Review: I’ve read a lot of fiction that tries to convey the ethos of the American underground. Oddly enough, it takes a British writer with a penchant for the grotesque truths average people tend to ignore to get it right. Known best as a prolific writer of comics and graphic novels like the dystopian mindfuck morality play, , Ellis is brand new to the novelist trade. All hesitancy regarding Ellis’ ability to jump from the world of comics to unillustrated prose should be abolished by page two. You won’t see his name on Oprah’s book club shortlist any time soon (though I’d love to see that interview), but there is a beating heart buried beneath the layers of drug addicts, deviant sex acts and gluttonous conspiracy that features prominently in this book. Of course, the layers are the main course… And admit it… You’re hungry.

In under 300 pages, Crooked Little Vein manages to unravel into a hard-boiled crime novel, paranoid conspiracy story, twisted morality tale, deviant romantic sex comedy and a good old American road novel all in one explosive package.
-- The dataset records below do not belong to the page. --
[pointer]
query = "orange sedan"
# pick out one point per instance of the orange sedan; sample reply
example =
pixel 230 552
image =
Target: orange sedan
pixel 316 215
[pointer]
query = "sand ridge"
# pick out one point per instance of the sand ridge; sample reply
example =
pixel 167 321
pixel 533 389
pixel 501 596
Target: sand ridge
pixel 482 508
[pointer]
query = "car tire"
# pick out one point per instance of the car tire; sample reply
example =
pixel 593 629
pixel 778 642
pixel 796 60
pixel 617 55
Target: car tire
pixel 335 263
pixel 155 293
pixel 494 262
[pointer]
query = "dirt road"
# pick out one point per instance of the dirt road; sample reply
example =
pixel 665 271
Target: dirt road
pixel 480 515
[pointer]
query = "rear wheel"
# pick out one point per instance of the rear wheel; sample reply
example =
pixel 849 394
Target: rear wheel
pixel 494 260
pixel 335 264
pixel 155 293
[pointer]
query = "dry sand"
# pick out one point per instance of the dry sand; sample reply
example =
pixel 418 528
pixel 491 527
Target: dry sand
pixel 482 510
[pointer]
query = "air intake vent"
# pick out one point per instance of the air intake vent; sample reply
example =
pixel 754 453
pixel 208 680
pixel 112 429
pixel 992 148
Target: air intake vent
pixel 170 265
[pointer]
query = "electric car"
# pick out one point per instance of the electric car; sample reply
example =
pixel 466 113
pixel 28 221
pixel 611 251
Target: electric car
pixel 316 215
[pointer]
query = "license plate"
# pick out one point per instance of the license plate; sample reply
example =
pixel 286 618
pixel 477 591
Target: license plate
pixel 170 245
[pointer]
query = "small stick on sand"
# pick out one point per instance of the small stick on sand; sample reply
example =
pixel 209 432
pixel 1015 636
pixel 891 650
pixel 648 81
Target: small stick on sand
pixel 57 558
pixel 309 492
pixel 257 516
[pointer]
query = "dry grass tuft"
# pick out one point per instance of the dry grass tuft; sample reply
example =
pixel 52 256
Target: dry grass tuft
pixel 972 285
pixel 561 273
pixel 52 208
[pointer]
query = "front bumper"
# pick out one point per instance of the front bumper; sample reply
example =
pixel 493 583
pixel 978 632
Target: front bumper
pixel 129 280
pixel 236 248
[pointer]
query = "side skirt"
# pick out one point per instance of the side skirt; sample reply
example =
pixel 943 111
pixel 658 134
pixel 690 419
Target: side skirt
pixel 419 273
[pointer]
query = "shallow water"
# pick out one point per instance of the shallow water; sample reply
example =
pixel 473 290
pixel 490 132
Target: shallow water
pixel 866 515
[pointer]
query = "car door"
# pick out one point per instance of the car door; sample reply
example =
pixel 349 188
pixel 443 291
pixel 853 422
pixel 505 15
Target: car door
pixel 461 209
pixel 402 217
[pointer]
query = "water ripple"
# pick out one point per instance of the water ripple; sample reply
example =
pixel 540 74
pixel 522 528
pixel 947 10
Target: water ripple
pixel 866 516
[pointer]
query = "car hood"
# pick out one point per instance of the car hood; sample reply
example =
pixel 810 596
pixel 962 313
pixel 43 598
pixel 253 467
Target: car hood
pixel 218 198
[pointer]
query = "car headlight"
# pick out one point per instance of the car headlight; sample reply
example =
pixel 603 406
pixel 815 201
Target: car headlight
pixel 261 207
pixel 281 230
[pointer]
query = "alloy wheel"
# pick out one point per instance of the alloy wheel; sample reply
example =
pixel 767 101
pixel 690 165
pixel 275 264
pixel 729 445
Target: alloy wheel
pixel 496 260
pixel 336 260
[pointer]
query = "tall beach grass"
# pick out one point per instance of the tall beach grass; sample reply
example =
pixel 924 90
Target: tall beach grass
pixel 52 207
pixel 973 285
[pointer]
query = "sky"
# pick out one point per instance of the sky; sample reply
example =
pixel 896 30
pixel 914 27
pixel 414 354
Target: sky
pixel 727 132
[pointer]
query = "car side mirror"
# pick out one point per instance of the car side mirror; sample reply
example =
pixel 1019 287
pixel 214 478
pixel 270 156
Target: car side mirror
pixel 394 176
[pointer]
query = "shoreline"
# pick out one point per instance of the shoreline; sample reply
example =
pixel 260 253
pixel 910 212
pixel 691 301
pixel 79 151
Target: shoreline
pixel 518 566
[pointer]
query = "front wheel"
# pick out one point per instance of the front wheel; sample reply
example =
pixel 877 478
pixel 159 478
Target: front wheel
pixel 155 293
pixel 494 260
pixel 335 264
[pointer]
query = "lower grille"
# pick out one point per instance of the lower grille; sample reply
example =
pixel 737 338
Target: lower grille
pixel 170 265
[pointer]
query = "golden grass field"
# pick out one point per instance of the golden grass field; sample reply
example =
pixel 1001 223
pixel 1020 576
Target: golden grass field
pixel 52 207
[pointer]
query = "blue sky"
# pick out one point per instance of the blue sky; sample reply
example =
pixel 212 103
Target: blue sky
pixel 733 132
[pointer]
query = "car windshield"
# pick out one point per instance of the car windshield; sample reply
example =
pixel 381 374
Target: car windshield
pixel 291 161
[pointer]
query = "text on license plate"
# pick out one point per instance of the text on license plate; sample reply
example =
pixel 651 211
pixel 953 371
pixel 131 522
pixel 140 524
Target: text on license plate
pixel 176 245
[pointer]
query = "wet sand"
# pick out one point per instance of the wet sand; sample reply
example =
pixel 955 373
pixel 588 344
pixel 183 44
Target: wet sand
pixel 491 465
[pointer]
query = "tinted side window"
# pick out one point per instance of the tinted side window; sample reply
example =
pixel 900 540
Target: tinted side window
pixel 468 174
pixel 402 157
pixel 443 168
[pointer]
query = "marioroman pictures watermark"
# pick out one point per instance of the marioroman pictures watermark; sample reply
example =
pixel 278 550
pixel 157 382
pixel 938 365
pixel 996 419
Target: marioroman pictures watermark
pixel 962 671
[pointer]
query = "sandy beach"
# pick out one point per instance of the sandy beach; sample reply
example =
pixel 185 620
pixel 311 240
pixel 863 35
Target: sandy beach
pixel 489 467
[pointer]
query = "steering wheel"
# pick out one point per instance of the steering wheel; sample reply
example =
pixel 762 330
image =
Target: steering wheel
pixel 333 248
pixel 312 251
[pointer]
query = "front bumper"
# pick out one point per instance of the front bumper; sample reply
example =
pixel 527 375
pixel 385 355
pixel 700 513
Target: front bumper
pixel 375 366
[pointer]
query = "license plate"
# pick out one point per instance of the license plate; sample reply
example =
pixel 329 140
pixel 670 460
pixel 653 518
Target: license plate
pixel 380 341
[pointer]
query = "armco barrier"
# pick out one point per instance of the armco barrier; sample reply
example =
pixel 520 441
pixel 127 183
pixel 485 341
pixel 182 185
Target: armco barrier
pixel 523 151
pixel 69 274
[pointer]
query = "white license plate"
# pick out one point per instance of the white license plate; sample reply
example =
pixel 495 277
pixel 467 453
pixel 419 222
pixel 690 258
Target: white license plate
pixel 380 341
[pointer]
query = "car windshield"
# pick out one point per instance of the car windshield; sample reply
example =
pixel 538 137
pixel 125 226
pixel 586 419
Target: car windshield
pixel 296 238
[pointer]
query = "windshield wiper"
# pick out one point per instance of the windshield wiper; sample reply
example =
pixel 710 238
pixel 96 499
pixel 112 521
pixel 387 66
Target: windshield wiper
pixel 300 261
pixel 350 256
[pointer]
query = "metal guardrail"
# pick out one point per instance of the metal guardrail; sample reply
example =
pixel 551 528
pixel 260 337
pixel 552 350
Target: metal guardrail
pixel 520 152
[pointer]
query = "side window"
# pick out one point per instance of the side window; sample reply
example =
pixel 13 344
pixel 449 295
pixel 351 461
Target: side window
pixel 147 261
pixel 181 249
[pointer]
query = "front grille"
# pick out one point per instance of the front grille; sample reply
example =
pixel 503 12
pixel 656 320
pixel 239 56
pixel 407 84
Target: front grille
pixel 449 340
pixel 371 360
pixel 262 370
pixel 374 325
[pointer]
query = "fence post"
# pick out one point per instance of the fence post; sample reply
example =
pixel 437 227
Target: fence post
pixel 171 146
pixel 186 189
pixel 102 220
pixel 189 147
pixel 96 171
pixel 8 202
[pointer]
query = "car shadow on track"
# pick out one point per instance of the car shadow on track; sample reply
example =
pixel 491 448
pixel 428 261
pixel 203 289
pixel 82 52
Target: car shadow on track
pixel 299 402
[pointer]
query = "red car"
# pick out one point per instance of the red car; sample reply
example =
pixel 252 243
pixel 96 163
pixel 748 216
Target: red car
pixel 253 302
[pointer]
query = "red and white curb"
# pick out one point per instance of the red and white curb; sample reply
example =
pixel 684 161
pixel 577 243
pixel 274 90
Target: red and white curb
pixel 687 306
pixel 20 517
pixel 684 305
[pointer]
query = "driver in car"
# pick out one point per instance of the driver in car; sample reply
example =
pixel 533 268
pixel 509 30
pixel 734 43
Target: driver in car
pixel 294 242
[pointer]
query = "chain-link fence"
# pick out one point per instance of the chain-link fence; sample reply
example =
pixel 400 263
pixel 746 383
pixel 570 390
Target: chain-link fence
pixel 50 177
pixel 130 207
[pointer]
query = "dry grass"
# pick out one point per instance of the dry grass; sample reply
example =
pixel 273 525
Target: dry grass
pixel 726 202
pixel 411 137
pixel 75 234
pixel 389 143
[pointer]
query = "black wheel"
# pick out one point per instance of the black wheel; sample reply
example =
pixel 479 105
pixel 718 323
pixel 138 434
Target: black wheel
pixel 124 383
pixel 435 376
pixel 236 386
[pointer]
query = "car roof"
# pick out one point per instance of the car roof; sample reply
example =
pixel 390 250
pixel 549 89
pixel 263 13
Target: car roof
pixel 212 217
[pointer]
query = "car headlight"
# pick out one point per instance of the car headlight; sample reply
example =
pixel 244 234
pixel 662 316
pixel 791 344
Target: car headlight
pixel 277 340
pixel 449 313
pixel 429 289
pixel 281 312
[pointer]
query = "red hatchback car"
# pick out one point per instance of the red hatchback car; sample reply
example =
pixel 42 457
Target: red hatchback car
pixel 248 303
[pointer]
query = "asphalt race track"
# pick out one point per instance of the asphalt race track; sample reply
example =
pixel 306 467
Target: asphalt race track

Crooked Little Vein tells the story of Mike McGill, a below average private detective who’s only talent in life is to attract the undesirable. When he’s hired by the ultimately undesirable, opiate-addicted chief of staff of the United States to recover the lost secret second US constitution, Mike’s talent grabs him by the crotch and leads him on a twisted journey of discovery. The secret second constitution turns out to be a document containing the moral code of America. Unfortunately, president Nixon traded the document for the favors of a Chinese woman in the 1950s and it has been missing ever since… Oh yes, and it is bound in alien skin… Of course. Its loss triggered the moral decline of the nation and caused the perverse world that Mike lives in to exist. Accompanied by Trix, a sex addicted punk who plays Virgil to the Mike’s Dante, he sets off on a journey through the underbelly of American perversion complete with Godzilla sex cults, serial killers and a group of extremely well endowed saline addicts. On his search, Mike discovers a country blinded to its own perversions by the light of an even larger menace.

Ellis’ prose vibrates from the page with thoughtful tones and an Orwellian questioning of morality. His exploration of deviance and perversion highlights the kinds of acts that only affect the perpetrators, yet offend the general populace. As an added bonus, this novel of conspiracy, secrets and adventure seems to erect a large middle finger aimed directly at bestselling novels like the Da Vinci code. For all of the flaws inherent in each of Ellis’ characters (and there are many), the two protagonists glisten with an honest and complicated humanity that pulls no punches. Trix is an assertive and fully fleshed supporting female character, which is a breath of fresh air to the suspense/science fiction/crime genre, and Mike walks on a crutch of self pity and insecurity expected from a self described “shit-magnet” like himself.

Crooked Little Vein requires a healthy dose of disbelief suspension and a sense of humor, yet the details are almost too disturbing to be made up. In the end, the reader is left with a hell of a yarn that exposes every dark alley and boarded up building that not only makes the illusion of a squeaky clean society so alluring, but is also a symptom of such illusions. This is genre fiction at its finest… Because it means something.

Crooked Little Vein isn’t a beach read for the easily offended, but it sure would be fun to watch some of them read it. Ellis aims his pen at the gut and pulls the trigger. Fortunately, he also aims for the head.

Rating: 4.5 / 5

Buy a copy of Crooked Little Vein for yourself, you pervert! ()


One Response to “BOOK: Crooked Little Vein by Warren Ellis”

  1. grace fell Says:

    We’ve gotten this book in at the library, and the title and cover have caught my eye more than once as it makes its way through processing. I may now have to take a closer look. Thanks for the review.